For the past 32 years, COCOBOD has relied on offshore borrowing to finance cocoa purchases through its cocoa syndication programme. However, the organization is shifting its strategy to reduce dependency on external funds.

Speaking to the media on Tuesday, August 20, COCOBOD’s CEO, Joseph Boahen Aidoo, explained that this new approach is expected to save an estimated $150 million.

“Is it good that always COCOBOD should be heard going to borrow? Are we comfortable with that tag? Today, you have heard that COCOBOD is not going to borrow. It is quite a good time for any human being to learn his or her lessons.
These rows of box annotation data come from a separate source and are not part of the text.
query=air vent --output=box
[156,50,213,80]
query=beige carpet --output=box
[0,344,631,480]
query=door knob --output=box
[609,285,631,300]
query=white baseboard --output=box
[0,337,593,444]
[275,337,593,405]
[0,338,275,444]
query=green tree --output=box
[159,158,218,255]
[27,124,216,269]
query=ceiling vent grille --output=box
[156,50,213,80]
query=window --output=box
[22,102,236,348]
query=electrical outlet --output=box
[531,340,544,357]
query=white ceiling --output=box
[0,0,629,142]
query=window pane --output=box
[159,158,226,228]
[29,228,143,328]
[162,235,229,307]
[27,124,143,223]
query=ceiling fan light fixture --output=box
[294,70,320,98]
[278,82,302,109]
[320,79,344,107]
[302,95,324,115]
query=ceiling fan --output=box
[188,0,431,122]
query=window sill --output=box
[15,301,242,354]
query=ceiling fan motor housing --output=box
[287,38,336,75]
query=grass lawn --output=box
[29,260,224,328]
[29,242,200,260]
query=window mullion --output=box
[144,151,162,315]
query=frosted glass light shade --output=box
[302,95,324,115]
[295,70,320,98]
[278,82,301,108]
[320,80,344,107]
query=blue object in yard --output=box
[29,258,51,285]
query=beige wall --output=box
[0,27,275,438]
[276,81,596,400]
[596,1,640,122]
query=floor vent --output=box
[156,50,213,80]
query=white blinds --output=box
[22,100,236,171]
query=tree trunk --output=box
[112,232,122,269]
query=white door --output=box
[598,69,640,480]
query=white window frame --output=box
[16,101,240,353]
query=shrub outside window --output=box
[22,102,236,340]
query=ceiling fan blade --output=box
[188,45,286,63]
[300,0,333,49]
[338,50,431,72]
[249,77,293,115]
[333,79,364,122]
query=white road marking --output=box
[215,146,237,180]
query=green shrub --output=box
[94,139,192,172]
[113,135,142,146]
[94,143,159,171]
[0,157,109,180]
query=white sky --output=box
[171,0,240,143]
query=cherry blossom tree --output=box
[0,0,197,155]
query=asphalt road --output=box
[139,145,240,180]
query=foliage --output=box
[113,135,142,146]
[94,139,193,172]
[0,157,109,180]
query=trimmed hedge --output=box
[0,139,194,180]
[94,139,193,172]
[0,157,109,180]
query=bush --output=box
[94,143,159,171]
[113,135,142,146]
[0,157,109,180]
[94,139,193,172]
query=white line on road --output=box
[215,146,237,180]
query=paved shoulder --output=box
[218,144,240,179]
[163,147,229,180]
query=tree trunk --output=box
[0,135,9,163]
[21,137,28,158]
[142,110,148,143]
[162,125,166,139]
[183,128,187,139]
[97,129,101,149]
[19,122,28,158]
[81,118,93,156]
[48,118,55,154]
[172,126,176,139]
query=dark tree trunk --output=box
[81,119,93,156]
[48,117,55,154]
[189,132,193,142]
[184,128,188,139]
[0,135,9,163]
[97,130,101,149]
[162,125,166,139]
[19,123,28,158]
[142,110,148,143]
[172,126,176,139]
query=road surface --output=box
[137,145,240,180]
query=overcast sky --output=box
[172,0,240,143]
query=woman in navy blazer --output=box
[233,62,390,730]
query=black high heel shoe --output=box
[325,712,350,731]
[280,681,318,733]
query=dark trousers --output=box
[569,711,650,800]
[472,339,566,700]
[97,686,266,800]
“In 32 years, we have learned our lessons and we think that it is high time we wean ourselves from the offshore international financial markets and then finance the crop ourselves here and that is exactly what we are going to do. And I think it comes with a lot of projectory benefits.

“We are looking for $1.5 billion this crop season and looking at the interest rates last year, which were over 8 percent, plus the cost, it means that we can save more than $150 million by the decision not to go offshore.

He also denied assertions that COCOBOD was short-changing farmers with its pricing of cocoa.

“It is not true that COCOBOD is not giving the farmers a fair price. If you follow the narrative, you will notice that from 2017 on, COCOBOD has even been more than fair.

“The government had been more than fair to farmers because this was a time when prices had collapsed but the government and COCOBOD did not reduce the farmers’ price.”